Introducing The Next Generation Of Leaders And Thinkers

Seasonal Depression is A Very Real Thing

Thought Catalog
Thought Catalog

Every year, there’s that one morning when you begrudgingly slump out of your bed and glance at the calendar perched up on your wall, screaming the message that you’ve been dreading all summer and autumn: winter has officially begun, and there is no turning back. It seems that once the temperature plummets from its usual warmth and the sky becomes dark, your mood follows these same exact behaviors. All sense of motivation you had is quickly stripped away, and it seems as though when the summer disappeared, it managed to take your happiness with it.

Why do these feelings of depression and isolating behaviors only happen for a few months out of the year? Is this just dramaticized winter blues?

To quickly summarize: There is a real medical explanation behind this shift in mood that occurs over a short period of the year.

Seasonal Depression, also known as Seasonal Affective Disorder (SAD) is a type of depression that occurs and ends around the same time each year.

Although it’s most common for SAD to occur during the winter months, there have been cases of SAD occurring during the spring and summer months. All together, there are a reported three million cases of SAD in the U.S. each year. A struggle that often occurs with SAD is that those who show symptoms of SAD simply believe that they are over-exaggerating, or that their symptoms will permanently disappear in time. Or, they don’t even recognize that their symptoms are symptoms, because they don’t know that SAD exists.
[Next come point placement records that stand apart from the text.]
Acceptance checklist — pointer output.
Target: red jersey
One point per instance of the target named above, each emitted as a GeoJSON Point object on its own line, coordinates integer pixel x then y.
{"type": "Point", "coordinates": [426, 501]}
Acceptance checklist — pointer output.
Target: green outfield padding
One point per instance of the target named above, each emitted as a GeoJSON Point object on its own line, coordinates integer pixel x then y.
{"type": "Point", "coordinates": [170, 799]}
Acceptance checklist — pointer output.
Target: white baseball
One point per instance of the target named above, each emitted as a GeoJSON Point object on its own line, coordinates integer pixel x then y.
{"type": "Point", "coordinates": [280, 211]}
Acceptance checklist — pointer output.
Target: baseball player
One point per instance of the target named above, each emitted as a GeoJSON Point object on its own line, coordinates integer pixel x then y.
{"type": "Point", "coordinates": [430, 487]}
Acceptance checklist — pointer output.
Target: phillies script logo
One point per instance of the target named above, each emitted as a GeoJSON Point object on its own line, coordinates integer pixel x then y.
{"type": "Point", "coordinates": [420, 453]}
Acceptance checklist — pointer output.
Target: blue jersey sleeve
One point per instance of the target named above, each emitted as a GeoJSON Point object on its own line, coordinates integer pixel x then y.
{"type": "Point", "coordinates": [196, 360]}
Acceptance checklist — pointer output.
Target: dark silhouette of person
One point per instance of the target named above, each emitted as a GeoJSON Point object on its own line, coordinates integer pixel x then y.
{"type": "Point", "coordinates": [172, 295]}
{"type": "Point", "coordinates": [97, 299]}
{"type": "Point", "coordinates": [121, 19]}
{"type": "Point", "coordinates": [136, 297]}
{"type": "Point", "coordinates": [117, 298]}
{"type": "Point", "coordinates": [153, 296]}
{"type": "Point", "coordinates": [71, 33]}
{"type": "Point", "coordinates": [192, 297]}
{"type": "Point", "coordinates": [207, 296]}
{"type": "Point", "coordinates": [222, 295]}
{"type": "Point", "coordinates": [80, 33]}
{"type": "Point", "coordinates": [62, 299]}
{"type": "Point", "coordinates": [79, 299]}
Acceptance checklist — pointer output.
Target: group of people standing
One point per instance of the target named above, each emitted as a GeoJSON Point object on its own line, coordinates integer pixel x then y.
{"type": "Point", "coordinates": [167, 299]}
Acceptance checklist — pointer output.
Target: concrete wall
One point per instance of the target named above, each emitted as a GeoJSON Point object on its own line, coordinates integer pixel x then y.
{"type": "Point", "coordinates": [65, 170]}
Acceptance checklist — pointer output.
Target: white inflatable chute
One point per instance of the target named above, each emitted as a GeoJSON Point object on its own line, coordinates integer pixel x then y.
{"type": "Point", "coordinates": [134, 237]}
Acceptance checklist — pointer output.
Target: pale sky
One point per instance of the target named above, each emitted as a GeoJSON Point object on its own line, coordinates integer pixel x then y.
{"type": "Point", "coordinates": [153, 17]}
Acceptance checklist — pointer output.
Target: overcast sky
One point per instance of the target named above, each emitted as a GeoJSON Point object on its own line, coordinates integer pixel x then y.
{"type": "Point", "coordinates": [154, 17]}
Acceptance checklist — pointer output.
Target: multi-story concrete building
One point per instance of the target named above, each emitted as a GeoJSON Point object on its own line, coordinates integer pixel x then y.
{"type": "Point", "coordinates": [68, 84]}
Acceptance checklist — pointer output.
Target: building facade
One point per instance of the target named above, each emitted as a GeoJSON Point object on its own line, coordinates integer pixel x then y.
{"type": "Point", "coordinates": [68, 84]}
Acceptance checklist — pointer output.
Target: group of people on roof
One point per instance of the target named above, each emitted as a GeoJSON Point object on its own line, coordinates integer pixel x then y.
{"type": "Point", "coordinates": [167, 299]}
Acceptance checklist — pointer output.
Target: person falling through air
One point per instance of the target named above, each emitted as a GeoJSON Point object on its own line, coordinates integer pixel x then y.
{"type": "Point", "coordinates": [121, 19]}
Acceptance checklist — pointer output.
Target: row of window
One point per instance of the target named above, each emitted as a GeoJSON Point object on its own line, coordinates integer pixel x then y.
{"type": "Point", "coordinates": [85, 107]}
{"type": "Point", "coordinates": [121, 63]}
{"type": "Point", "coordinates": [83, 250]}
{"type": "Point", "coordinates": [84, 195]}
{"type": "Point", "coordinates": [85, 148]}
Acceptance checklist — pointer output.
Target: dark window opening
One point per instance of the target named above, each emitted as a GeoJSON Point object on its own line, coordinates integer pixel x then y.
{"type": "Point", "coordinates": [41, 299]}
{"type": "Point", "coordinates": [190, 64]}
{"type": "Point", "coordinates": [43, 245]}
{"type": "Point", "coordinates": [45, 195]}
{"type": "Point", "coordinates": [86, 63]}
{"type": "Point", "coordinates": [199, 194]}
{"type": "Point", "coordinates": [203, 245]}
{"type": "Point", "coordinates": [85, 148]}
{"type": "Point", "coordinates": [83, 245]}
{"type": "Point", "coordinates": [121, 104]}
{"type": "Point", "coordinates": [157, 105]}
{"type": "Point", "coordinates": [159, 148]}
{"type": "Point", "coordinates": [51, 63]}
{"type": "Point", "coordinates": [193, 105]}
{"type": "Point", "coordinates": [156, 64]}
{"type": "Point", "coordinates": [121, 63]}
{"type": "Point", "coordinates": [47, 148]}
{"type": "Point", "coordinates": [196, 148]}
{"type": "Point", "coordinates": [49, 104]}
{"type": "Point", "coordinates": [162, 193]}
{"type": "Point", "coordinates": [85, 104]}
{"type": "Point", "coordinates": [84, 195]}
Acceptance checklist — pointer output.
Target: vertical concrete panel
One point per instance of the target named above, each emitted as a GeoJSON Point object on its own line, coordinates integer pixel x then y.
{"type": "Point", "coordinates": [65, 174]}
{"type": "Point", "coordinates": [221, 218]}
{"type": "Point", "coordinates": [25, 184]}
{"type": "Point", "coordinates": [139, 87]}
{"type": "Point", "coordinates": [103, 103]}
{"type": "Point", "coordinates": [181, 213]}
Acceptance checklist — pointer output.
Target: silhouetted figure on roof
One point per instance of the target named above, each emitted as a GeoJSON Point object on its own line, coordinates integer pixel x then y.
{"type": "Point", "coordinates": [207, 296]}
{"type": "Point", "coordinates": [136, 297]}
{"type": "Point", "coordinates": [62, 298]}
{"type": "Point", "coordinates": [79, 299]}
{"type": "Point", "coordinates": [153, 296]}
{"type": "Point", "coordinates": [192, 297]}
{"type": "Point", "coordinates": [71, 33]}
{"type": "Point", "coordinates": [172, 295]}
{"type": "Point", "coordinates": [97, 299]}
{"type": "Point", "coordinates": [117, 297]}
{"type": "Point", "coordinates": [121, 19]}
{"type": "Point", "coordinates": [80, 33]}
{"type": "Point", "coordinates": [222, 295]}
Major symptoms of SAD include: Feelings of depression/hopelessness, feeling worthless, loss of motivation, loss of energy, lack of sleep/appetite, increased agitation, difficulty concentrating, and more. These symptoms are often seen as “wintertime blues”, but are often much more severe than that.

Fortunately, SAD is easily identifiable and can be treated through various forms of therapy, such as psychotherapy and light therapy.

SAD is a commonly overlooked mental illness but is just as important and should receive just as much attention as any other mental illness. If you or someone you know is experiencing symptoms of SAD, Mayo Clinic offers great resources on how to reach out for help.